The world’s largest SSD is getting much bigger and smarter - here’s how
Back in 2018, analyst house IDC predicted that the global datasphere (the total amount of data created by humanity) would reach 175 zettabytes by 2025. As of now, we don’t have the capacity to quench that thirst for storage.
Until we find the storage equivalent of the holy grail, there will be three distinct ways to handle the gargantuan amount of bits generated by humankind: tape, hard disk drives and solid state drives.
To discuss the burgeoning need for storage, we sat down (virtually) with Thomas Isakovich, founder and CEO of Nimbus Data - the company behind the world’s largest SSD (the ExaDrive DC100) to see how he views the enterprise storage market evolving in the years to come and his plans to address storage demand.

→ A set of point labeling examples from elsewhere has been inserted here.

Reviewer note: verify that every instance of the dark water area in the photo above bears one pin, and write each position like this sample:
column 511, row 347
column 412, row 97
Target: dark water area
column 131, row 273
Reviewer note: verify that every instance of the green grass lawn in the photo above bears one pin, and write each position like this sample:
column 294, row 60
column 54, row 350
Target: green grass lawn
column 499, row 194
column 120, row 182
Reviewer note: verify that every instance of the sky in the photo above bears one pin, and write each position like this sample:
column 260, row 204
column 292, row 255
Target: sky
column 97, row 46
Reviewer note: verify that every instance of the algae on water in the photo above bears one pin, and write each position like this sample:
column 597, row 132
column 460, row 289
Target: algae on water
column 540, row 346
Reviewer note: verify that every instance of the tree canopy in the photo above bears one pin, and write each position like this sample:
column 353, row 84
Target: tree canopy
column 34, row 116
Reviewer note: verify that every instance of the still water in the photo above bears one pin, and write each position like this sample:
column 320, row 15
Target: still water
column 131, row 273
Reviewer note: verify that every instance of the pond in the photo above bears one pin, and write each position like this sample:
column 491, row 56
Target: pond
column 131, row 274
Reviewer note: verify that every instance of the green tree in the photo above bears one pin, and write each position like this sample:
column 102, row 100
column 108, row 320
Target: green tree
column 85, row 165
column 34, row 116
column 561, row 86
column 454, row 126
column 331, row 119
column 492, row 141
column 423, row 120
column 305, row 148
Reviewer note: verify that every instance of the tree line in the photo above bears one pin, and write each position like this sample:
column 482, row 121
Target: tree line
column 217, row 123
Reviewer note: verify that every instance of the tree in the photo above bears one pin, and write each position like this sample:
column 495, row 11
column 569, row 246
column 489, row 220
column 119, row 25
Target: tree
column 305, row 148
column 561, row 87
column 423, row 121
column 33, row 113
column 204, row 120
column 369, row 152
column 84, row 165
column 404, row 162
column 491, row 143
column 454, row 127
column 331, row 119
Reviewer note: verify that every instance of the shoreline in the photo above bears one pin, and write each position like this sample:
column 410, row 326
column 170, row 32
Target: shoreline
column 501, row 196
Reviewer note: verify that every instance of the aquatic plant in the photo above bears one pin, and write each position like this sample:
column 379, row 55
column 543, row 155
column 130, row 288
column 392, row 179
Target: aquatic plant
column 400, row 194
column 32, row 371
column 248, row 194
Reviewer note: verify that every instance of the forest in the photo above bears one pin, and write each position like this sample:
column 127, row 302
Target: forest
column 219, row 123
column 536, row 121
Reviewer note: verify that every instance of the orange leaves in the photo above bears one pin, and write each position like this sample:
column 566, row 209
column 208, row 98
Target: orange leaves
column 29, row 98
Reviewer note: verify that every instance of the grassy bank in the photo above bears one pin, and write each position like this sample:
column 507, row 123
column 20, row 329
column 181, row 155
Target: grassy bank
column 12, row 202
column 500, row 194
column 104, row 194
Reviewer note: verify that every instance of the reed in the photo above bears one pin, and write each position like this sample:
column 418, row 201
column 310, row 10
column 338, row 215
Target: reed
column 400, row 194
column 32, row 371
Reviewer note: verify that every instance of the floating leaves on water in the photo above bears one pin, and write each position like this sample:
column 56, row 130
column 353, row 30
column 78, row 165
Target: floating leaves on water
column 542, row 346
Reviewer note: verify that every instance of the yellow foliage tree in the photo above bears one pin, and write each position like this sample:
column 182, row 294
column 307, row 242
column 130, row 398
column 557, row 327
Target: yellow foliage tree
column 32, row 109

The Nimbus Data ExaDrive DC 100TB SSD was launched in 2018 and yet none of the big vendors have released anything above 32TB. Why do you think this is?

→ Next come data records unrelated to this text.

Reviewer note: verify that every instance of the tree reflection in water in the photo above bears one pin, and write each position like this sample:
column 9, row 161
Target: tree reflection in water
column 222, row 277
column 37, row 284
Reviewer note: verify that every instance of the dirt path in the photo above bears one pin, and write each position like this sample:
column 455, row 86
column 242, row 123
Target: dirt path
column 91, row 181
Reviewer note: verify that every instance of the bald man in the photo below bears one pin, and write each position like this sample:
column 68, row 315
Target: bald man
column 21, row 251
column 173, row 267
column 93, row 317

Regarding why the big SSD vendors allowed an upstart to take the crown for the highest capacity SSD and most energy efficient SSD ever made – well, we see two reasons. First is technology. Nimbus Data has a patent pending on the scale-out architecture of our SSD that gives us a fundamental advantage that will be tough for the other vendors to work around.
This scale-out architecture is key since building a single ASIC flash controller capable of addressing such a large amount of flash will be very costly. The second reason is market size – the big vendors are chasing flash sales volume, and that’s in mobile phones, notebooks, and tablets, as well as boot drives for servers. That said, not too long ago, the thought of a 16TB HDD sounded insane when 2TB HDDs were “all the storage you would ever need”. Obviously, times change rapidly, and we expect our leadership position in high capacity SSDs to prove prescient.
What are your views on computations storage when it comes to solid state drives?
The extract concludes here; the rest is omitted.